なお、市街化調整区域での開発手法としては、土地区画整理事業となります。また、都市計画法第34条11号、12号に指定された地域では新たに住宅を建設することが可能です。この指定地域は、蓮田市の場合、大陸団地・貝塚団地・大山団地・浮き張り団地、小谷津第2団地等が該当します。
下閏戸・中閏戸地区は34条12号、既存集落の区域の指定となります。市条例の基準の範囲で自己用住宅の開発が認められております。
ただ、少子高齢化、中心市街地の空洞化の時代で、中心市街地を再構築、コンパクトシティに方針が変化しています。
アンケート調査に関しても市街化区域を変更する意向調査を聞くのは難しいと考えます。開発事業の採算性を見込みながら検討をしていきます。

以上のように、ほぼゼロ回答。市では人口増加は課題であると認識しているが、具体的な対策は打てていないのが現状です。
この人口増加策についての質問に対する執行部の答弁にはいつも不満が残ります。はすぴいによる市外へのPR、総合振興計画に書いてあることを着実に実行していくことが自然と人口増につながるとの答弁が繰り返されます。抽象的で具体策が全くありません
圏央道の開通、それに伴う企業立地、新蓮田SA、スマートICフル方向化、宇都宮線の東京駅乗り入れ、宇都宮線の始発終電の時間拡大、西口駅前ビル等々、蓮田市を取り巻く環境はこの数年で劇的に変わります。まさに発展の大きなチャンスです。
にも関わらず、その受け皿を準備しようともしないのが不思議で仕方がありません。
蓮田市は、地形が南北に長く、蓮田駅も南部にあるため、中心市街地が南部に偏り、地域間格差が大きな街です。蓮田市が今後発展していくためには、蓮田市全域的に地域ごとの特徴ある街づくりをしていかなければならないと思っています。
北部に圏央道が開通する今、そして県の企業局による広大な工業地が造成されて6000人以上の雇用も創出、商業施設も続々と建てられている今、今まで取り残されていた蓮田市北部が発展する大きなチャンスなのです。今までさいたま栗橋線の交通量が多かったですが、今や122号バイパスの交通量のほうが飛躍的に多くなっています。流れが変わりつつあるのが明らかに分かります。時間帯によっては閏戸の三差路は渋滞を引き起こしています。圏央道が開通したら、もっと多くなるでしょう。まさに122号バイパスは蓮田市の工業、商業の基幹路線となることは確実です。
また、以前の一般質問でも取り上げましたが、蓮田市は他市に比べて市街化調整区域が76.8%と、およそ10%ほど同規模の他市よりも多くなっております(桶川市67.6% 北本市63.7% 伊奈町61.6% 白岡市78.1% 久喜市63.5% ※当ブログ・2012年6月分参照)。また、既存市街地への対策についても規制があり、開発ができないのが現状です(椿山と緑町の地区計画。建坪率と容積率の規制がとても厳しく、二世帯住宅が建てられません。建坪率と容積率の緩和などが課題です)。
つまり、市街化調整区域へのテコ入れ、既存市街地の見直しこそが具体的かつ最も効果的な人口増加策であり、僕は蓮田市はそのチャンスの最中にあると考えています。
しかし、執行部は相変わらずのゼロ回答。これだから、この5年で白岡市は人口1200人増、伊奈町は人口2500人増、蓮田市は500人減と大きく遅れをとってしまっているんです。はすぴいちゃん、可愛いですけど、必死にPRしたって人は増やしてくれないでしょ。

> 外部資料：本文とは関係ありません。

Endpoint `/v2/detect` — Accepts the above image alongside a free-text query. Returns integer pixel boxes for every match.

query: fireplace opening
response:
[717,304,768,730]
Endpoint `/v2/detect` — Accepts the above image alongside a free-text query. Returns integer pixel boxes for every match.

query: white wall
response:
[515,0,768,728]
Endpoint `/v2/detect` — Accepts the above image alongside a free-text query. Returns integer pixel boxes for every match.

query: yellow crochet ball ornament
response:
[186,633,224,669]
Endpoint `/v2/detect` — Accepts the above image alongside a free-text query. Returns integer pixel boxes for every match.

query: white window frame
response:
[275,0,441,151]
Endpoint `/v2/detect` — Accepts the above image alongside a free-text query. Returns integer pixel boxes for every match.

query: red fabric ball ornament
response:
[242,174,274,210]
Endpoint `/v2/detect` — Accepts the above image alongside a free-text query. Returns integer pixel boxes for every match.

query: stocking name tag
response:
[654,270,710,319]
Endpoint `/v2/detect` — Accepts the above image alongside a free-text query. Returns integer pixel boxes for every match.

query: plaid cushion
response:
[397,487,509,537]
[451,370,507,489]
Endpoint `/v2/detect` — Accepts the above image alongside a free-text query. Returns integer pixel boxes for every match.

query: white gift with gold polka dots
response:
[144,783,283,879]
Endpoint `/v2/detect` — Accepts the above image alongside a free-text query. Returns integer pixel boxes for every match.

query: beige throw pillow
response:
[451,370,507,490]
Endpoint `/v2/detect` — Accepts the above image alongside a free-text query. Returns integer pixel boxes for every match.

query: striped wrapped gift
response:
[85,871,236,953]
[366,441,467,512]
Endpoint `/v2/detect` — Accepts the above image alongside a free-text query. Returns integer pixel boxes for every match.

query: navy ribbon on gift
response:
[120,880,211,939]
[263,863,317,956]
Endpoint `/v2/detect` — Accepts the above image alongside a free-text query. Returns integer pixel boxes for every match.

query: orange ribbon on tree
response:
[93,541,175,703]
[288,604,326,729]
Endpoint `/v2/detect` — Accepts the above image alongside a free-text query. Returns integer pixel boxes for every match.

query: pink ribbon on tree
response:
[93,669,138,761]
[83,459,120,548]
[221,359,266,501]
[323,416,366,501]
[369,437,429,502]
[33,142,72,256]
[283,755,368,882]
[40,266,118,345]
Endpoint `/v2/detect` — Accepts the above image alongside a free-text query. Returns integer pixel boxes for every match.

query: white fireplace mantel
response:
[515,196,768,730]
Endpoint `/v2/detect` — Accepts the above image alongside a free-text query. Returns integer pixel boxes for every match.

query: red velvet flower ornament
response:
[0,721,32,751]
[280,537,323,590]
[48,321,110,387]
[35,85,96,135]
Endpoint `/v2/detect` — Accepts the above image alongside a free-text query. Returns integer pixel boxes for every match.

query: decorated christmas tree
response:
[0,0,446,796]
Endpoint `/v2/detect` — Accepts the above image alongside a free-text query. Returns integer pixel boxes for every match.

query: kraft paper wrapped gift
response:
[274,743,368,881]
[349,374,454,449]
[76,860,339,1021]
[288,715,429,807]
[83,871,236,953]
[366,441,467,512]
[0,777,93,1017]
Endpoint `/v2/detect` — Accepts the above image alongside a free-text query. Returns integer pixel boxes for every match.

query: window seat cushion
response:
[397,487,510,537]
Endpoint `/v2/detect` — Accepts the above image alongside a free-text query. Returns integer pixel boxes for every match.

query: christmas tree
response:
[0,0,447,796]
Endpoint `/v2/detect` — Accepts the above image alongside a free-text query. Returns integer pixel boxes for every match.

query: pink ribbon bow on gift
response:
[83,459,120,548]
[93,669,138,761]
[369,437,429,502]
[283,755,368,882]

この一般質問に対しては、相変わらずでした。ただ、市長は最後に、
「蓮田市の今後を考えた中では非常に有力な土地。どういう手だてで開発できるか、この地域についての状況把握に努めていきたいと思います」
と答弁頂いたので、推移をもう少しだけ(先の一般質問から2年待ちましたが)見守りたいと思います。